“Your mother was never supposed to receive this dose,” the night nurse whispered, her fingers trembling as she pointed to the red label on the empty IV bag. I stood there in my mismatched pajamas at four in the morning, the harsh fluorescent lights of Mercy General cutting into my eyes.
My mother was admitted for simple, routine pneumonia. Now she was hooked to six different machines in the ICU, her skin a gray color that made my throat close up.
I need to explain how we got here. My mother, Martha, is sixty-eight years old. She lives in a modest yellow house in Canton, Ohio, where she spends her retired days tending to her backyard tomatoes and knitting sweaters. That winter, the cold had settled deep into her chest. It was just a stubborn cough at first, but by the third week of November, her breathing sounded like dry paper scraping together.
I remember the smell of her kitchen when I went to pick her up for the hospital. It smelled of lavender laundry detergent and the drafty cedar closets she always insisted on keeping open. On her rocking chair sat a half-finished green knitted cardigan. It was meant for my daughter, but the left sleeve was still missing, held together by a single yellow plastic stitch marker. I told her we would be back in forty-eight hours. I told her the doctors would just give her some standard antibiotics and we would return to finish the green sweater.
Mercy General is a busy county hospital. They assigned her to Room 309 on the third floor. For the first two days, things went exactly as expected. Her fever broke, and she even complained about the unsalted broth they served her for lunch. I went home that evening feeling relieved, leaving her with her favorite crossword puzzle book.
Then the phone rang at four in the morning. My stomach did a slow, cold turn before I even reached for the receiver. The voice on the other end was flat, professional, and completely devoid of comfort. They told me my mother’s condition had suddenly worsened and she had been moved to the intensive care unit.

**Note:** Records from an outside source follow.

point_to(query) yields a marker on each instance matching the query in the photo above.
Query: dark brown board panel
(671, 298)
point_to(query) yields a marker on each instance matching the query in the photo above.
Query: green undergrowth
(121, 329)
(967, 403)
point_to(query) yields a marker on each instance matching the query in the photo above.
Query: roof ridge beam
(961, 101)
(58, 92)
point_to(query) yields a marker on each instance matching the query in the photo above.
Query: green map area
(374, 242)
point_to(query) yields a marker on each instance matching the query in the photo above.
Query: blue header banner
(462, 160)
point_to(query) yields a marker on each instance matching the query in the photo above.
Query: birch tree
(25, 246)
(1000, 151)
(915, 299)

I drove forty minutes through the freezing rain, my hands shaking on the steering wheel of my old Chevy. When I arrived at the third-floor ICU, the air smelled of metallic antiseptic and ozone. My mother was barely recognizable behind the plastic mask and the rhythmic, mocking beep of the heart monitor.
A young nurse named Sarah pulled me into the hallway. She looked exhausted, her eyes darting toward the main desk as she spoke. She told me a doctor had entered a digital order for a new medication at eleven the night before. Within forty minutes of the IV drip starting, my mother’s blood pressure plummeted and her kidneys began to fail.
I went straight to the administrative desk and demanded to see her physical chart. The supervisor on duty didn’t even look up from her monitor. She told me that patients’ families were not permitted to view active medical records without a formal legal request. I could feel the heat rising in my face, but I kept my voice quiet. I knew that screaming would only get me escorted out by security.